The Jew, on the other hand, was despised in Rome. Whilst Roman society proved hostile to the new doctrine, Christianity in its pure state stirred the population to revolt. Rome was Bolshevised, and Bolshevism produced exactly the same results in Rome as later in Russia.
It was only later, under the influence of the Germanic spirit, that Christianity gradually lost its openly Bolshevistic character. It became, to a certain degree, tolerable. To-day, when Christianity is tottering, the Jew restores to pride of place Christianity in its Bolshevistic form.
The Jew believed he could renew the experiment. To-day as once before, the object is to destroy nations by vitiating their racial integrity. It’s not by chance that the Jews, in Russia, have systematically deported hundreds of thousands of men, delivering the women, whom the men were compelled to leave behind, to males imported from other regions. They practised on a vast scale the mixture of races.

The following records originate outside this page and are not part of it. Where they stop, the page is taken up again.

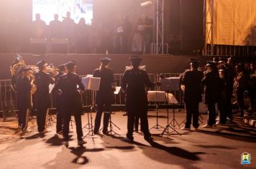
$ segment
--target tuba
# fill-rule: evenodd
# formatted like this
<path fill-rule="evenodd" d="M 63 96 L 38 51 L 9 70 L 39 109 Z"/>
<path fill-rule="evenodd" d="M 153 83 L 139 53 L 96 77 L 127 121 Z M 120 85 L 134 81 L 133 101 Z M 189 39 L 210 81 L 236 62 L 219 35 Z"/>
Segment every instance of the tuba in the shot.
<path fill-rule="evenodd" d="M 20 74 L 19 70 L 22 67 L 26 67 L 25 62 L 22 57 L 20 54 L 17 54 L 16 59 L 12 63 L 10 67 L 10 71 L 12 74 L 12 88 L 16 92 L 16 82 L 19 77 L 20 77 Z M 32 87 L 31 94 L 33 95 L 37 90 L 37 87 L 35 84 L 35 73 L 38 72 L 38 67 L 35 65 L 29 65 L 27 66 L 31 69 L 32 74 L 30 75 L 30 84 Z"/>
<path fill-rule="evenodd" d="M 22 57 L 19 54 L 17 54 L 16 59 L 12 63 L 12 65 L 10 67 L 10 71 L 12 74 L 11 87 L 14 92 L 16 92 L 16 81 L 20 76 L 20 74 L 19 74 L 19 70 L 25 66 L 26 64 Z"/>

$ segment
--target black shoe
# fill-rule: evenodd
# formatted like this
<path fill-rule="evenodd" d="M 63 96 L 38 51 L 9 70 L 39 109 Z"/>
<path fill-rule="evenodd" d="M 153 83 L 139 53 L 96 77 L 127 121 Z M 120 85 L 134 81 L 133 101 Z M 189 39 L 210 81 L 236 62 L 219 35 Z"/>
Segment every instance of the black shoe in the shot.
<path fill-rule="evenodd" d="M 94 135 L 99 135 L 99 131 L 93 131 L 93 134 L 94 134 Z"/>
<path fill-rule="evenodd" d="M 152 141 L 153 140 L 153 137 L 152 137 L 151 136 L 145 136 L 144 139 L 147 141 Z"/>
<path fill-rule="evenodd" d="M 133 141 L 133 140 L 134 139 L 132 135 L 127 135 L 127 138 L 128 138 L 130 141 Z"/>
<path fill-rule="evenodd" d="M 102 133 L 104 134 L 104 135 L 107 135 L 107 134 L 109 134 L 109 131 L 108 130 L 103 131 Z"/>

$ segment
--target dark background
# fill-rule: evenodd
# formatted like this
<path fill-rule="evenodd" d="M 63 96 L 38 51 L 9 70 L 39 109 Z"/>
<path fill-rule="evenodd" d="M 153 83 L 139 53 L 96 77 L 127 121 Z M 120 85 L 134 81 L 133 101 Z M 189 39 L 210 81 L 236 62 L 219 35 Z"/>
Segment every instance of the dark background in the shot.
<path fill-rule="evenodd" d="M 127 14 L 135 24 L 142 14 L 154 18 L 154 8 L 140 7 L 145 0 L 93 0 L 96 21 L 114 23 L 119 14 Z M 32 17 L 32 0 L 0 1 L 0 52 L 8 52 L 11 39 L 19 34 L 19 52 L 29 51 Z M 204 0 L 165 1 L 165 42 L 172 54 L 191 54 L 204 47 Z"/>

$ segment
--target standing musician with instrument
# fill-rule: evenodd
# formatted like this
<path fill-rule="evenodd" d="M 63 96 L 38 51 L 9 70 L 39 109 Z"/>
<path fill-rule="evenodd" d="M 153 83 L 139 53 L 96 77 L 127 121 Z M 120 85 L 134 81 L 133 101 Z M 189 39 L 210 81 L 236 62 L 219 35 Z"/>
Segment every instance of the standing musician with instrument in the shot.
<path fill-rule="evenodd" d="M 50 105 L 49 92 L 50 84 L 54 84 L 54 79 L 47 73 L 45 60 L 41 60 L 36 64 L 39 72 L 35 74 L 35 83 L 37 91 L 35 93 L 35 108 L 37 112 L 37 128 L 40 134 L 45 134 L 50 130 L 45 127 L 47 112 Z"/>
<path fill-rule="evenodd" d="M 29 67 L 21 67 L 19 70 L 21 76 L 18 77 L 16 82 L 19 128 L 24 132 L 28 131 L 29 109 L 32 107 L 30 70 Z"/>
<path fill-rule="evenodd" d="M 146 140 L 152 140 L 147 120 L 147 97 L 145 87 L 152 87 L 147 72 L 139 68 L 142 59 L 131 57 L 132 68 L 127 69 L 122 80 L 122 89 L 126 93 L 126 106 L 128 114 L 127 137 L 132 141 L 135 117 L 140 117 Z"/>
<path fill-rule="evenodd" d="M 63 136 L 64 145 L 68 147 L 69 141 L 69 123 L 71 115 L 74 115 L 78 138 L 78 145 L 82 145 L 86 143 L 83 140 L 83 130 L 81 122 L 81 113 L 83 112 L 82 102 L 80 91 L 85 90 L 81 79 L 76 72 L 76 64 L 74 62 L 70 62 L 65 64 L 68 68 L 68 74 L 60 77 L 56 84 L 56 90 L 63 99 Z M 78 91 L 78 90 L 80 91 Z"/>
<path fill-rule="evenodd" d="M 99 69 L 94 70 L 93 73 L 94 77 L 101 77 L 99 90 L 96 93 L 96 99 L 98 109 L 95 118 L 94 134 L 99 133 L 101 115 L 104 111 L 109 113 L 104 113 L 103 133 L 106 135 L 108 132 L 109 113 L 111 112 L 111 106 L 114 100 L 114 92 L 115 90 L 115 81 L 113 71 L 109 68 L 110 62 L 111 59 L 108 57 L 101 59 L 101 66 Z"/>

In the old days, as now—destruction of art and civilisation. The Bolsheviks of their day, what didn’t they destroy in Rome, in Greece and elsewhere? They’ve behaved in the same way amongst us and in Russia.
One must compare the art and civilisation of the Romans—their temples, their houses—with the art and civilisation represented at the same period by the abject rabble of the catacombs.

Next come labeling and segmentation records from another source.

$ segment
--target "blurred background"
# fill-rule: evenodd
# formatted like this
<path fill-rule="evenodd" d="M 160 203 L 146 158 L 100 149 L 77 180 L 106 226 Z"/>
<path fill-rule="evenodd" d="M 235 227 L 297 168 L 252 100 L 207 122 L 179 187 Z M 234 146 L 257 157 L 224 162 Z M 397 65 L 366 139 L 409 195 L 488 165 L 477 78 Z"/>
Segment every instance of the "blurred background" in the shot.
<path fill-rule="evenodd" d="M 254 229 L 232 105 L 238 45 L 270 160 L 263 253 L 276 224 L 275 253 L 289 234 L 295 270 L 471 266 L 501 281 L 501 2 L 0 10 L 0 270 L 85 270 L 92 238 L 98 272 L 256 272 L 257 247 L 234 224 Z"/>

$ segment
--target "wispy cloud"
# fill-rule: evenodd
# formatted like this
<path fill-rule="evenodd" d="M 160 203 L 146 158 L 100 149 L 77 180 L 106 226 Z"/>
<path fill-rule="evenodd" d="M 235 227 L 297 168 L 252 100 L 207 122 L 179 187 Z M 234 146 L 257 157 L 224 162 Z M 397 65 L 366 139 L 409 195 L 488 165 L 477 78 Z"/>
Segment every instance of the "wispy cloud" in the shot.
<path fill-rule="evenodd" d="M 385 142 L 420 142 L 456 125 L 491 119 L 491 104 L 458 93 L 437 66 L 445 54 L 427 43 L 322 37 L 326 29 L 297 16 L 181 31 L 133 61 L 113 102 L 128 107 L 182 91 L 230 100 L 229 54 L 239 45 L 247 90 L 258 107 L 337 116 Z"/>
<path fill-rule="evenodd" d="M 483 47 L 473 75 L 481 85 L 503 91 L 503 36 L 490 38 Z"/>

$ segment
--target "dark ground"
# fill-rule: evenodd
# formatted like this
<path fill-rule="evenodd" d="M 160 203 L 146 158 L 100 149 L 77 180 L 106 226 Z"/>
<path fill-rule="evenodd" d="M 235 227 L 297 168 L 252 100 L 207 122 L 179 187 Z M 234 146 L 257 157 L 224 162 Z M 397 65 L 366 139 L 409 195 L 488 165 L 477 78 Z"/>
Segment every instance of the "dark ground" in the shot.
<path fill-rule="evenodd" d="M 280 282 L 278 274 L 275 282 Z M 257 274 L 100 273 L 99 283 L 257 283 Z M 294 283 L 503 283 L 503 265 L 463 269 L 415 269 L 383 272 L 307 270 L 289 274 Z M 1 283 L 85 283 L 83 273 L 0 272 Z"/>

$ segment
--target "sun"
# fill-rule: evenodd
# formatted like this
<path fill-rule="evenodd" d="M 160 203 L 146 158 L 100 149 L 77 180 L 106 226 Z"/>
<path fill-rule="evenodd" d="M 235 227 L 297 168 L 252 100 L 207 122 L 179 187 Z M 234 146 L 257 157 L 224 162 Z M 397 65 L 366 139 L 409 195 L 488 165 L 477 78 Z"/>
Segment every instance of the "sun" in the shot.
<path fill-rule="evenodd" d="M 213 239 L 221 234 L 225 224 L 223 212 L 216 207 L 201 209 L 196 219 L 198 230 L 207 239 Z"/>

In the old days, the destruction of the libraries. Isn’t that what happened in Russia? The result: a frightful levelling-down.

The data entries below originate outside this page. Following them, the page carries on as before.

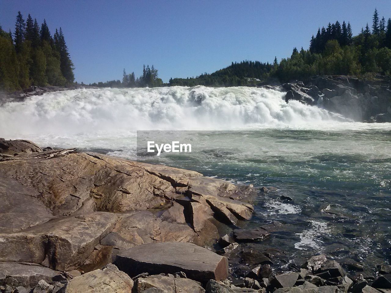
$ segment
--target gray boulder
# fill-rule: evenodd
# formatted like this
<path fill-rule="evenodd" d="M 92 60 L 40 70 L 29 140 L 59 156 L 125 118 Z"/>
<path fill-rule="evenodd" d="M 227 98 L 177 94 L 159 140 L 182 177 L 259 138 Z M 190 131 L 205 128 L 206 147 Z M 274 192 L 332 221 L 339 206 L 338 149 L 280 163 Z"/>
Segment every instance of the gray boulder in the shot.
<path fill-rule="evenodd" d="M 150 293 L 161 292 L 177 293 L 204 293 L 205 290 L 200 283 L 188 279 L 174 278 L 173 277 L 157 275 L 146 278 L 139 278 L 135 282 L 136 293 L 148 292 Z M 152 288 L 155 288 L 153 290 Z M 147 291 L 146 291 L 147 290 Z"/>
<path fill-rule="evenodd" d="M 143 244 L 121 252 L 115 264 L 131 276 L 183 272 L 199 282 L 228 277 L 228 261 L 206 248 L 190 243 L 166 242 Z"/>
<path fill-rule="evenodd" d="M 102 270 L 90 272 L 70 280 L 61 293 L 129 293 L 133 282 L 115 266 L 109 264 Z"/>
<path fill-rule="evenodd" d="M 0 262 L 0 285 L 32 288 L 41 280 L 48 283 L 62 273 L 36 264 Z"/>
<path fill-rule="evenodd" d="M 42 149 L 32 141 L 25 139 L 5 140 L 0 138 L 0 154 L 13 155 L 22 152 L 42 152 Z"/>

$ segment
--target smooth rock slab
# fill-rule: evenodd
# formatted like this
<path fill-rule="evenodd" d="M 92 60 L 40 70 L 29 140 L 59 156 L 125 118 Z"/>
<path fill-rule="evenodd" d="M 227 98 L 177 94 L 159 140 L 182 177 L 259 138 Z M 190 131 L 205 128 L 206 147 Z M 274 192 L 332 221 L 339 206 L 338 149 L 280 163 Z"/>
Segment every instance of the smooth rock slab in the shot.
<path fill-rule="evenodd" d="M 0 262 L 0 285 L 32 288 L 41 280 L 50 282 L 62 273 L 34 264 Z"/>
<path fill-rule="evenodd" d="M 228 277 L 228 260 L 203 247 L 190 243 L 148 243 L 121 252 L 115 263 L 131 277 L 141 273 L 158 275 L 183 272 L 199 282 Z"/>
<path fill-rule="evenodd" d="M 56 219 L 20 232 L 0 233 L 0 261 L 42 264 L 61 271 L 77 268 L 119 216 L 95 212 Z"/>
<path fill-rule="evenodd" d="M 293 287 L 298 277 L 299 274 L 297 273 L 288 273 L 276 276 L 272 284 L 277 288 Z"/>
<path fill-rule="evenodd" d="M 155 288 L 169 293 L 204 293 L 205 290 L 197 282 L 190 279 L 174 278 L 161 275 L 139 278 L 135 282 L 136 293 Z M 161 292 L 161 291 L 160 291 Z"/>
<path fill-rule="evenodd" d="M 71 280 L 61 293 L 130 293 L 133 280 L 112 264 L 102 270 L 96 270 Z"/>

Didn’t the world see, carried on right into the Middle Ages, the same old system of martyrs, tortures, faggots? Of old, it was in the name of Christianity. To-day, it’s in the name of Bolshevism. Yesterday, the instigator was Saul: the instigator to-day, Mardochai. Saul has changed into St. Paul, and Mardochai into Karl Marx.
By exterminating this pest, we shall do humanity a service of which our soldiers can have no idea.
3 replies on “Uncle Adolf’s table talk, 37”
We see with the above table talk that the German Leader thought Jesus was a real historical person, instead of a fictional character. However, a very strong case has been made by others that Jesus is a fictional character.
See, for example, “Caesar’s Messiah: The Roman Conspiracy to Invent Jesus” by Joseph Atwill.
I consider myself an expert on the subject because of my obscure background.
The opinion is divided even among secular scholars.
I agree with Rudolf Bultmann that the fact that some verses appear to run contrary from the evangelist’ theology (e.g., the Marcan pericope that Jesus could not perform miracles in his native town) suggest that, beneath all the myth and impossible miracles and lies, there might exist some kernel of historicity.
But of course: we are referring to the “Jesus of history”, not to the “Christ of dogma”.
Indeed, and the latter is the mythos that people live by, but it requires that one not see the actual history. Trouble is, the intelligent man cannot unsee what has been revealed to him.